The team constructed SMRTbell® libraries to generate HiFi data, and ProxiMeta™ libraries to generate long-range sequencing data. The two datasets allowed them to assemble contigs and create draft genomes without manual curation.

Researchers compared the breadth and depth of HiFi data-derived metagenome-assembled genomes, or MAGs, to control MAGs from assemblies of the same sample made using long, more error-prone reads. HiFi data yielded 428 complete MAGs from bacteria and archaea — a record number from a single sample. HiFi data also generated more low-prevalence MAGs, capturing a larger slice of the community’s diversity by picking up more genomes from less common residents.

 

The hidden actors

But no assembly method could be considered “complete” if it overlooked viruses, the most numerous members of virtually all ecological niches on Earth. These tiny players shape microbial communities in ways scientists are still trying to understand. For example, as agents of horizontal gene transfer, they help spread antibiotic resistance genes. And conversely, they have recently grown in popularity as a means to kill resistant bacteria in our ever-waging war against antibiotic resistance.

Phase Genomics’ ProxiPhage™ tool can already assemble high-fidelity viral genomes from microbial communities, even using only short-read sequencing data. But the new study shows that having HiFi helps considerably. The team identified 424 unique viral-host interactions, including 60 between viruses and archaea, which is a more than 7-fold increase over control samples. In total, the HiFi library included nearly 400 viral contigs, more than half of which came from a single family that infects bacteria and archaea. The ability to connect viruses with their microbial hosts in vivo is a unique property of Phase Genomics’ technology.

 

HiFi family trees

The long-range ProxiMeta libraries contained information that yielded more than 1,400 complete and 350 partial sets of gene clusters from archaea and bacteria for synthesizing metabolites such as proteasome inhibitors — the most uncovered to date. These clusters likely help some of these microbes colonize the gut. HiFi data picked up about 40% more clusters than control MAGs, illustrating just how much data is lost when long reads aren’t also highly accurate reads.

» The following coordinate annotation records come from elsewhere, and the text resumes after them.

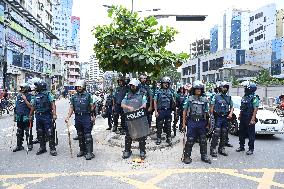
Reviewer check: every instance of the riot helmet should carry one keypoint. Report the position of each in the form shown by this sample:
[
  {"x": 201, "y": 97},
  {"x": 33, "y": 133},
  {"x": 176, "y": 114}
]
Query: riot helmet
[
  {"x": 143, "y": 78},
  {"x": 165, "y": 83},
  {"x": 197, "y": 85},
  {"x": 80, "y": 85},
  {"x": 224, "y": 87},
  {"x": 121, "y": 81},
  {"x": 127, "y": 79},
  {"x": 134, "y": 83},
  {"x": 249, "y": 87},
  {"x": 24, "y": 88}
]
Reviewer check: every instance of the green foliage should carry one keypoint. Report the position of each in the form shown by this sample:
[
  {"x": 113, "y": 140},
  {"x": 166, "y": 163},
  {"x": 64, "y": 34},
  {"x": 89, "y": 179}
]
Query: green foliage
[
  {"x": 264, "y": 78},
  {"x": 131, "y": 44}
]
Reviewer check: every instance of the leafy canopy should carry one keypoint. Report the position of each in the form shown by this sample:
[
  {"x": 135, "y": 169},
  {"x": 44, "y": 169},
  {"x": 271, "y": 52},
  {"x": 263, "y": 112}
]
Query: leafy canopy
[{"x": 131, "y": 44}]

The team also used the HiFi-based MAGs to trace lineages within the community. They computationally resolved 220 MAGs into strain haplotypes, based largely on variations within single-copy genes. One MAG had 25 different haplotypes, which are likely strains of the same genus or species.

ProxiMeta ultra-long-range sequencing also linked nearly 300 HiFi-assembled plasmids to specific MAGs — revealing the species that hosted them in vivo. One plasmid, for example, was found in bacteria from 13 different genera. Long-range data also identified the first plasmids associated with three archaea, including Methanobrevibacter and Methanosphaera.

 

What’s around the bend?

This study has lessons beyond one lamb’s gastrointestinal tract. It shows decisively that the discovery power innate to long-range sequencing methods like ProxiMeta are greatly enhanced when wedded to high-accuracy sequencing methods like HiFi. Together, the two generate increasingly sophisticated metagenome assemblies for biologists to interrogate.

Applied to other environmental samples, this platform could illuminate the diversity and complexity of other microbial communities — from the bottom of the sea to mountain peaks, and within the body of every human being. It could probe pressing issues of our day, such as disease, soil health, and antibiotic resistance, a scourge whose spread and potential solutions — such as phage therapy — can only be forged through a thorough understanding of microbial diversity, interactions, and ecology.